Even the spotted owl seemed like it was on its way up,
while he and his job, were on the way down. And he's
angry."
A wise person I know once said, "everything you feed
will grow." And Republicans have been feeding the
resentment felt by working-class white men for nearly
forty or so years. GOP surrogates like Rush Limbaugh
and Bill O'Reilly keep it stoked. Had it not been fed
it might be dead by now. In the past forty years white
guys might have gotten over their resentment and
accepted a more egalitarian world. But it was fed, and
now it's huge and impenetrable.

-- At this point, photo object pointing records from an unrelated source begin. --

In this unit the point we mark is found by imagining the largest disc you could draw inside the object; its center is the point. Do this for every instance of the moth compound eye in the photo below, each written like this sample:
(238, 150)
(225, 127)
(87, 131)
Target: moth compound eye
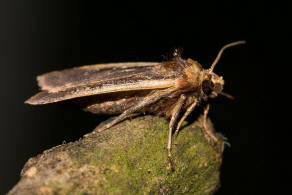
(207, 87)
(218, 88)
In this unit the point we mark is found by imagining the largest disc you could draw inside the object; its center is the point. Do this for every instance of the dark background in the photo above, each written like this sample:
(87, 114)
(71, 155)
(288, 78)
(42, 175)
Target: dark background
(41, 36)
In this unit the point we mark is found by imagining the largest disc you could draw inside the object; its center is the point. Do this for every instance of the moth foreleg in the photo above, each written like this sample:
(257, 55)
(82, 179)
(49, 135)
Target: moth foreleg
(174, 117)
(210, 136)
(186, 114)
(150, 99)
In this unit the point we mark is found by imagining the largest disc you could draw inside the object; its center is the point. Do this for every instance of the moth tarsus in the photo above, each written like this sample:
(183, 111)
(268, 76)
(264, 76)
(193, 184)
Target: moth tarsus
(131, 88)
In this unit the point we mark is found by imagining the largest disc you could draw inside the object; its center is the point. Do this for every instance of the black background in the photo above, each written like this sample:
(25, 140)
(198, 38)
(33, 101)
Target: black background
(41, 36)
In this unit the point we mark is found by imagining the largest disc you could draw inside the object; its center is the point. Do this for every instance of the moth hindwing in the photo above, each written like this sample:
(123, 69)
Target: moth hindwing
(130, 88)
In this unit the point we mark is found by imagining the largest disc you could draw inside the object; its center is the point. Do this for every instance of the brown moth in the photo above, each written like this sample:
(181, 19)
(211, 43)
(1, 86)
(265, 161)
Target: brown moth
(130, 88)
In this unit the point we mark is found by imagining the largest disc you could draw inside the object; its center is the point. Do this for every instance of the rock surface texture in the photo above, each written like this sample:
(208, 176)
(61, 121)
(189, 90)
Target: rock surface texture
(129, 158)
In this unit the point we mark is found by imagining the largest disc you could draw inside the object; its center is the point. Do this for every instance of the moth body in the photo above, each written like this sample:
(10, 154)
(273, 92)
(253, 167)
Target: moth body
(165, 88)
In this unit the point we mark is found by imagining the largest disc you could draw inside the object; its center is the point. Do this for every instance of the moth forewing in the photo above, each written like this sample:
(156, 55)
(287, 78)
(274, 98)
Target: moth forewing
(99, 79)
(139, 87)
(89, 74)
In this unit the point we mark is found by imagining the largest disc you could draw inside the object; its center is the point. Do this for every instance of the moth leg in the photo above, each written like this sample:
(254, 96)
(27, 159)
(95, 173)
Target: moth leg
(150, 99)
(210, 136)
(186, 114)
(174, 117)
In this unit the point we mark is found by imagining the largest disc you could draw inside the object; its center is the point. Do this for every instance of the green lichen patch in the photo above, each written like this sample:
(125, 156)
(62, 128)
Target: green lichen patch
(129, 158)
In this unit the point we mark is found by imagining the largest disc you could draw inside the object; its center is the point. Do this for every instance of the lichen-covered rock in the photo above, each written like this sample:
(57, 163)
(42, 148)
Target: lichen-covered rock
(129, 158)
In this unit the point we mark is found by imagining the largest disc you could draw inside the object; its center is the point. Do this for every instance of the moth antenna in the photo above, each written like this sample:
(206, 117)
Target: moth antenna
(221, 51)
(227, 95)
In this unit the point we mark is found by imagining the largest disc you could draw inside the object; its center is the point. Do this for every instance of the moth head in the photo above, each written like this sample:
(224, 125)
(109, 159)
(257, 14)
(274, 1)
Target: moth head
(212, 84)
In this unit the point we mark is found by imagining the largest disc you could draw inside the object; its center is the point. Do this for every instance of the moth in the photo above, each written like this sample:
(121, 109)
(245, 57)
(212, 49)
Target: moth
(130, 88)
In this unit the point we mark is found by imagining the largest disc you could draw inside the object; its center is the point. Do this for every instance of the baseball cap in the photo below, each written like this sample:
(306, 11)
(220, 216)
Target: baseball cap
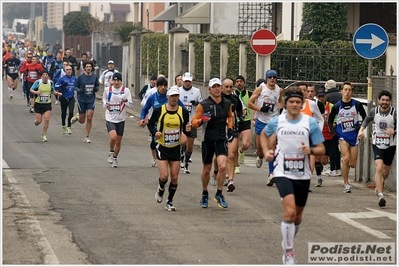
(271, 73)
(330, 84)
(173, 91)
(240, 77)
(187, 77)
(214, 81)
(320, 92)
(117, 76)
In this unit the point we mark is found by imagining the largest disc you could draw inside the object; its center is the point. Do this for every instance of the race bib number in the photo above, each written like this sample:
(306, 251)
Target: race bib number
(44, 98)
(382, 141)
(89, 89)
(348, 124)
(171, 137)
(294, 164)
(189, 107)
(114, 108)
(32, 74)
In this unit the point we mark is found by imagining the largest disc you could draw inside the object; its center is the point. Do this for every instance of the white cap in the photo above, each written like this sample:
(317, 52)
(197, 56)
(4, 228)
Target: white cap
(214, 81)
(330, 84)
(173, 91)
(187, 77)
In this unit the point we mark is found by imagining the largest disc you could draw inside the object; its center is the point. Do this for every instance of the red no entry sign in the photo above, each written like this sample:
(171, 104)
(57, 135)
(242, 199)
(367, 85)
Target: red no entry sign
(263, 42)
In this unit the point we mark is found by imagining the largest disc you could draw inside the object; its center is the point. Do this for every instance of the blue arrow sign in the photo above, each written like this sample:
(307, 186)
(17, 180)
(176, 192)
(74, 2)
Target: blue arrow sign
(370, 41)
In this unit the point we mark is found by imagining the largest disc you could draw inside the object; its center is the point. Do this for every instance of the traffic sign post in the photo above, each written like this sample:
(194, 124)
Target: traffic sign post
(370, 42)
(263, 42)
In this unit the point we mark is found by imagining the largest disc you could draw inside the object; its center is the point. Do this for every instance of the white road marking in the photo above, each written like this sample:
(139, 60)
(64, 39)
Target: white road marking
(347, 217)
(49, 255)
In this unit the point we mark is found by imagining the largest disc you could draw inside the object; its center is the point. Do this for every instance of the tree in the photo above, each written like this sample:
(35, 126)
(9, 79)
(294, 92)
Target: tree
(329, 21)
(78, 23)
(125, 29)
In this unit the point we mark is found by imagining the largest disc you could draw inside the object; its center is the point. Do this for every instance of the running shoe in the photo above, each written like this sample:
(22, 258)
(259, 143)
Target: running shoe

And George Bush is
playing to it to the hilt, because it's all he's got.
Back to Laura Bush -- the connection between
subservient wives and "regular guy" status discussed
nicely in this Buzzflash interview with the
above-mentioned Arlie Hothschild.
Buzzflash: ... Bush can't communicate directly to the
white male about how he stands for the white male
being on top, so there's a lot of coding going on, it
seems. And much of this is subliminal, because Bush
can't say, well, I keep Laura in her place, but --
Hochschild: You never see her. She's in a lockbox.
BuzzFlash: And she's always walking behind him and is
carefully scripted to say as little as possible. If
she says anything, it's once or twice a month, and
it's a sentence or two, or maybe a highly controlled
interview. In their relationship, she symbolizes the
woman who is always deferential to the husband. ...
He's picking their pockets but saying to them -- with
a wink and a nod, in politically correct code words
and symbols -- like that all-male signing of the
late-term abortion bill, where only white males were
present -- the white guys are in charge here. "Notice
there's no women," Bush is coding to them. "We're
reigning them in, but not officially -- we're going to
say we're all for women."
And then a wink, a wink and a nod.
This National Review Online article describes Laura
Bush as an ideal First Lady: "She is poised,
well-read, low-key, and rarely discusses controversial
issues in depth [i.e., she keeps her mouth shut and
knows her place -- maha] She seems to believe her
husband was elected and that, as First Lady, she is
there to support him. ... We are comfortable with
Laura Bush. A former teacher, she is non-threatening,
classy, and devoted to mother-and-apple-pie issues
like literacy and schools. She is easy to interview
but journalists are not going to hear her spouting off
about how much she has come to dislike Democratic
spin, even if she does." [emphasis added]
The author, Sheri Annis, describes Teresa Heinz Kerry
as "refreshing." But clearly, she finds THK a little
disturbing and possibly a freak:. "She does not stick
to the talking points. In fact, Heinz Kerry described
Republican charges about her and her husband as
un-American during the couple's joint 60 Minutes
appearance. Such heated rhetoric is no way to win over
swing voters... Teresa Heinz Kerry didn't land on the
cover of Newsweek because she's a strong, independent
woman, but because she's viewed as quirky."
Um, how many years has it been since Betty Friedan
wrote The Feminine Mystique? (Forty-one, I believe.)
In 1973 I had a summer job working for the PR
department of the Missouri State Fair. One of my
duties was to write stories for home-town papers about
the winners of livestock shows. So I spent a couple of
weeks attending cattle competitions.
The dairy cattle judges said something peculiar
whenever they gave a prize to a cow; something like,
"I like this here cow 'cause she's got a good udder on
her and good femininity." This seemed more like Miss
America than Best 2-Year-Old Holstein.
So finally I asked one of the judges what he meant by
"good femininity." He looked bemused. It means, he
said, that she stays out in the pasture an' chews her
cud and don't cause no trouble.
The difference between the Dems and the Pugs is that
Dems aren't afraid of women who cause trouble. Dems
seem to enjoy trouble-causing women, in fact.
But Pugs are afraid of them. Pugs prefer Holsteins to
human women. This is why Pugs are weenies.